[PATCH 2/4] writeback: Avoid softlockup when switching many inodes

Jan Kara <jack@xxxxxxx> · Tue, 9 Sep 2025 16:44:03 +0200

process_inode_switch_wbs_work() can be switching over 100 inodes to a
different cgroup. Since switching an inode requires counting all dirty &
under-writeback pages in the address space of each inode, this can take
a significant amount of time.

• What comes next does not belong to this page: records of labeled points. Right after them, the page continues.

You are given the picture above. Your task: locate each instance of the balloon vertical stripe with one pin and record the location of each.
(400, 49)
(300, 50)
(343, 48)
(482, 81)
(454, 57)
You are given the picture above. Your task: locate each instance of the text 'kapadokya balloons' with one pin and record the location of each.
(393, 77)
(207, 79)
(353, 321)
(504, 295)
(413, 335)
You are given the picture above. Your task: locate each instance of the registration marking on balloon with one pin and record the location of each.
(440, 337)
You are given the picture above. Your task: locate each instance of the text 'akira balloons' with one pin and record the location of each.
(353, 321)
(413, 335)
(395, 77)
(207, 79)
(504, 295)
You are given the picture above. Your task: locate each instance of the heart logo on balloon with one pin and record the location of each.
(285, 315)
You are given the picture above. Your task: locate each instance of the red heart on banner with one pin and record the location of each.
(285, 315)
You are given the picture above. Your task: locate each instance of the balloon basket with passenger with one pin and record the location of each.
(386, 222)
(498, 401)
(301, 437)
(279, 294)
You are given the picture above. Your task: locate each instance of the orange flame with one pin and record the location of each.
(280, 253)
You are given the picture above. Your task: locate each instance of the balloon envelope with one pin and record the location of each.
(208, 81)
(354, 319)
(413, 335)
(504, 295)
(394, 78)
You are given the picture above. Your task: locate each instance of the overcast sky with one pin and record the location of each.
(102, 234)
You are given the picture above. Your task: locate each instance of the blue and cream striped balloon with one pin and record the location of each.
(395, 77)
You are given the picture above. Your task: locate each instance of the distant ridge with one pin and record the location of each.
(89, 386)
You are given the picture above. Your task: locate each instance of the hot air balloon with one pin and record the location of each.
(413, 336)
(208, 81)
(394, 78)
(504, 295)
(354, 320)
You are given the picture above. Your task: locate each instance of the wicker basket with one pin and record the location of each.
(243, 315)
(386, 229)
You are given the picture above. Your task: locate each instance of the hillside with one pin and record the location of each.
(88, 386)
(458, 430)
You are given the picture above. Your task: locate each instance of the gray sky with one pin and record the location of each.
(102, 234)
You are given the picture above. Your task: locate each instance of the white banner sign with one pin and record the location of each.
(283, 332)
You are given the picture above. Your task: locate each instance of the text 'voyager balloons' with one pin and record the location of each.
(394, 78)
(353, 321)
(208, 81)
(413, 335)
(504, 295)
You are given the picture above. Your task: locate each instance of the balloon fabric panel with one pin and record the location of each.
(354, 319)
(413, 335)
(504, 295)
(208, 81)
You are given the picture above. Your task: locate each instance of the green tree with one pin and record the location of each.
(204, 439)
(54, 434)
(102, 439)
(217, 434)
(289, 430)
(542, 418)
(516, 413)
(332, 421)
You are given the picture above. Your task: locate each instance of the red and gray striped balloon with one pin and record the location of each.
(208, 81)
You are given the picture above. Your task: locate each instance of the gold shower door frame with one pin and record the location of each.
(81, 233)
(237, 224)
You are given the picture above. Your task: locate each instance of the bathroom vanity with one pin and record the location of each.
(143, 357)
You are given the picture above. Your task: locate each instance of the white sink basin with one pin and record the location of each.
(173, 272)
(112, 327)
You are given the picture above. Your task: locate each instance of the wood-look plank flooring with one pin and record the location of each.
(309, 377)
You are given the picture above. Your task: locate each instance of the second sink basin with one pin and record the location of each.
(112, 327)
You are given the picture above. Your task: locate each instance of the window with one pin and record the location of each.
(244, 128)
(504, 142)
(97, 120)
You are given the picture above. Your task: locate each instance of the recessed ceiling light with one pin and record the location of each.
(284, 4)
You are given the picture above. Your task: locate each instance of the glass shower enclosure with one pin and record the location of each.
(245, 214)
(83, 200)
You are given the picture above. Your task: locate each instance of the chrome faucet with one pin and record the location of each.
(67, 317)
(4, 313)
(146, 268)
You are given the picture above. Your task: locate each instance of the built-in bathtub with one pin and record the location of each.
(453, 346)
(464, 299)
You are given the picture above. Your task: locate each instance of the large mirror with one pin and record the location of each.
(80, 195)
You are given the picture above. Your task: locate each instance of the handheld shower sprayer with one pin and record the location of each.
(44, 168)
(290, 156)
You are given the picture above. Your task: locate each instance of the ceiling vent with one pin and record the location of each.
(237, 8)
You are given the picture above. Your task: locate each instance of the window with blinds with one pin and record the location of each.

Add a possibility to reschedule after
processing each inode to avoid softlockups.

Signed-off-by: Jan Kara <jack@xxxxxxx>
---
 fs/fs-writeback.c | 11 ++++++++++-
 1 file changed, 10 insertions(+), 1 deletion(-)

diff --git a/fs/fs-writeback.c b/fs/fs-writeback.c
index 3f3e6efd5d78..125f477c34c1 100644
--- a/fs/fs-writeback.c
+++ b/fs/fs-writeback.c
@@ -502,6 +502,7 @@ static void process_inode_switch_wbs_work(struct inode_switch_wbs_context *isw)
 	 */
 	down_read(&bdi->wb_switch_rwsem);
 
+	inodep = isw->inodes;
 	/*
 	 * By the time control reaches here, RCU grace period has passed
 	 * since I_WB_SWITCH assertion and all wb stat update transactions
@@ -512,6 +513,7 @@ static void process_inode_switch_wbs_work(struct inode_switch_wbs_context *isw)
 	 * gives us exclusion against all wb related operations on @inode
 	 * including IO list manipulations and stat updates.
 	 */
+relock:
 	if (old_wb < new_wb) {
 		spin_lock(&old_wb->list_lock);
 		spin_lock_nested(&new_wb->list_lock, SINGLE_DEPTH_NESTING);
@@ -520,10 +522,17 @@ static void process_inode_switch_wbs_work(struct inode_switch_wbs_context *isw)
 		spin_lock_nested(&old_wb->list_lock, SINGLE_DEPTH_NESTING);
 	}
 
-	for (inodep = isw->inodes; *inodep; inodep++) {
+	while (*inodep) {
 		WARN_ON_ONCE((*inodep)->i_wb != old_wb);
 		if (inode_do_switch_wbs(*inodep, old_wb, new_wb))
 			nr_switched++;
+		inodep++;
+		if (*inodep && need_resched()) {
+			spin_unlock(&new_wb->list_lock);
+			spin_unlock(&old_wb->list_lock);
+			cond_resched();
+			goto relock;
+		}
 	}
 
 	spin_unlock(&new_wb->list_lock);
-- 
2.51.0